Le samedi soir, une série de films ont permis de rendre compte de l'organisation de stages spéléo dans les années 60 et 70.

Ce cinquantenaire fut marqué également par la première rencontre de presque tous les présidents et directeurs de l'EFS : Michel Letrône, Georges Marbach, Gérard Duclaux, Jacques Gudefin, Rémy Limagne,Anne Johannet, Philippe Kernéis et Emmanuel Cazot.
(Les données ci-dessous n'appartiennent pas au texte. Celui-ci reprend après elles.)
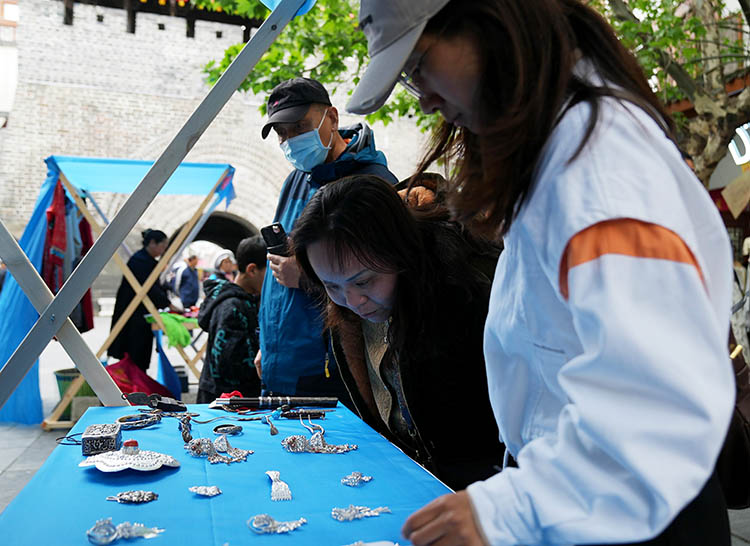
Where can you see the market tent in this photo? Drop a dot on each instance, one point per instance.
(85, 175)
Ne manquaient que Philippe Eté, Joël Possich, et bien sûr Jean-Claude Frachon décédé il y a quatre ans.

Une pensée émue enfin pour les quatre spéléos de la "compagnie Lez'Arts Cordés" victimes d'un accident lors de la préparation du spectacle qu'ils voulaient nous offrir, et qui restera malheureusement à l'état de création... Ils s'en remettent bien et c'est le principal.